Local Color Distributions Prior for Image Enhancement

ECCV 2022  ·  Haoyuan Wang, Ke Xu, and Rynson W.H. Lau ·

Existing image enhancement methods are typically designed to address either the over- or under-exposure problem in the input image. When the illumination of the input image contains both over- and under-exposure problems, these existing methods may not work well. We observe from the image statistics that the local color distributions (LCDs) of an image suffering from both problems tend to vary across different regions of the image, depending on the local illuminations.

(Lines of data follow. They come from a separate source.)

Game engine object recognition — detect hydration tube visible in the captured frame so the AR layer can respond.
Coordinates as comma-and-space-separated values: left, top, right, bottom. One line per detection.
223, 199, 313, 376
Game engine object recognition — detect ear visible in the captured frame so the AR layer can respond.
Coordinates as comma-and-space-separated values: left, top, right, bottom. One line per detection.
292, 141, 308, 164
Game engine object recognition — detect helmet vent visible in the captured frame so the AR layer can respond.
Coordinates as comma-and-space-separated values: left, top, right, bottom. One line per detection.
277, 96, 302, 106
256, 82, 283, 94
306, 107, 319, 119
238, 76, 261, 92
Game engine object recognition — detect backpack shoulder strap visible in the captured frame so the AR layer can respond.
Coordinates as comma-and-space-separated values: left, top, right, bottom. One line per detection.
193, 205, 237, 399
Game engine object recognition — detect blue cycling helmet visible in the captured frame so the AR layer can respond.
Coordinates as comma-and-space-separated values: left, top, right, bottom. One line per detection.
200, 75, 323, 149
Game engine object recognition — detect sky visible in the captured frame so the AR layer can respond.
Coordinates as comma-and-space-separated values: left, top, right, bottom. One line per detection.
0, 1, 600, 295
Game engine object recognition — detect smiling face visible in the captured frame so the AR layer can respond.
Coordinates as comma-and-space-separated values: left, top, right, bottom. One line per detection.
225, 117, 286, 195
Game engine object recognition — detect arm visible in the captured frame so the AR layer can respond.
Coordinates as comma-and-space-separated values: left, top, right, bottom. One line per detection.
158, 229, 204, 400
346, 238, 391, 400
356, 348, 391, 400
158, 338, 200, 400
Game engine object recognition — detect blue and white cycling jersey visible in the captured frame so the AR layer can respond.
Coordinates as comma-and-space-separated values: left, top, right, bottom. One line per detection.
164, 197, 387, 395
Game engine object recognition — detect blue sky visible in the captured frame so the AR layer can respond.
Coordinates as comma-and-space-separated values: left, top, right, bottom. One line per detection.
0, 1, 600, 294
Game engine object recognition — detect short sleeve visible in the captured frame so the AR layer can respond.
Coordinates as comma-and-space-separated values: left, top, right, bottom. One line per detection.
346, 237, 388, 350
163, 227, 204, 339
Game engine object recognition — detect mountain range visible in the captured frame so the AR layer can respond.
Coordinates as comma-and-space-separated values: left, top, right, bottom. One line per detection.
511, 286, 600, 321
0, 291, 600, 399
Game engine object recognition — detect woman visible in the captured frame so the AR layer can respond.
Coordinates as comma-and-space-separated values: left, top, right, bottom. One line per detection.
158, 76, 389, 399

Based on this observation, we propose in this paper to exploit these LCDs as a prior for locating and enhancing the two types of regions (i.e., over-/under-exposed regions). First, we leverage the LCDs to represent these regions, and propose a novel local color distribution embedded (LCDE) module to formulate LCDs in multi-scales to model the correlations across different regions. Second, we propose a dual-illumination learning mechanism to enhance the two types of regions. Third, we construct a new dataset to facilitate the learning process, by following the camera image signal processing (ISP) pipeline to render standard RGB images with both under-/over-exposures from raw data. Extensive experiments demonstrate that the proposed method outperforms existing state-of-the-art methods quantitatively and qualitatively. Codes and dataset are in https://hywang99.github.io/lcdpnet/.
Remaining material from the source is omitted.